# Why do police mail citations?



## Guest (May 19, 2009)

I was wondering why police mail citations? I got a ticket mailed to me after an accident; why don't police just cite at the scene. I also have heard (read online) that it is sometimes done for speeding tickets to, where the cop pulls someone over for speeding and tells them they can expect a ticket in the mail. In such a blatant violation why don't just give the person a ticket there and then. 

Thanks


----------



## lpwpd722 (Jun 13, 2006)

If the cop didn't have a hat on and can probably shred the ticket.


----------



## OfficerObie59 (Sep 14, 2007)

Because maybe your violation wasn't as blatant. Unlike speeding stops, the police don't witness most traffic accidents they _respond to_ and they therefore require a degree of investigation, more than may be practical to keep you hanging around the MVA scene for.

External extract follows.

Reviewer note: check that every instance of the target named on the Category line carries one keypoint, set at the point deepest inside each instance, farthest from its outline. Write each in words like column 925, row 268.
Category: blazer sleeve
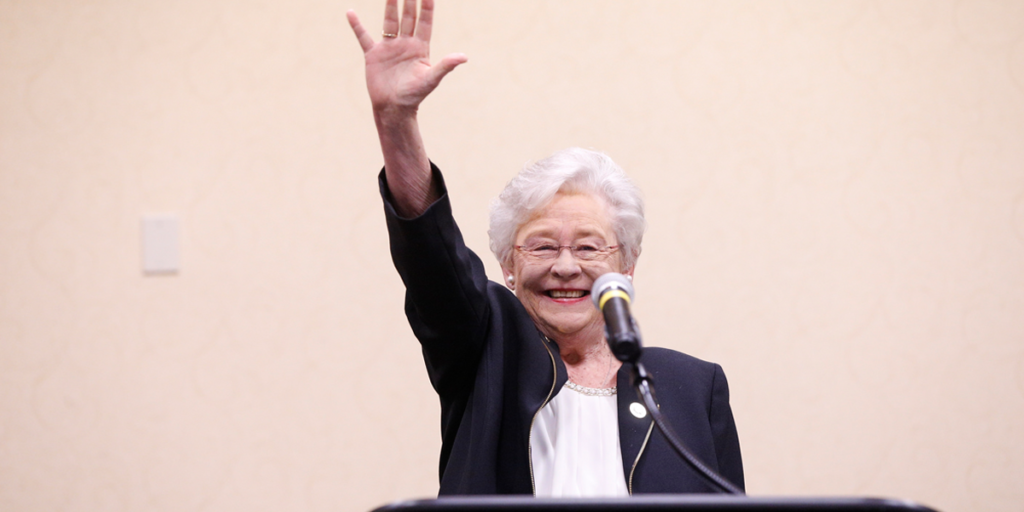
column 445, row 290
column 730, row 464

Be happy that the cop most likely looked into the accident further. If he had issued you one on scene, would you be complaining he didn't investigate enough before he handed you the citation?

And if it's a citation for money, remember the officer actually did you a bit of favor. Remember, you can't appeal a warning which can suck when you have to go before the insurance appeal for the accident.


----------



## kwflatbed (Dec 29, 2004)

Question answered.


----------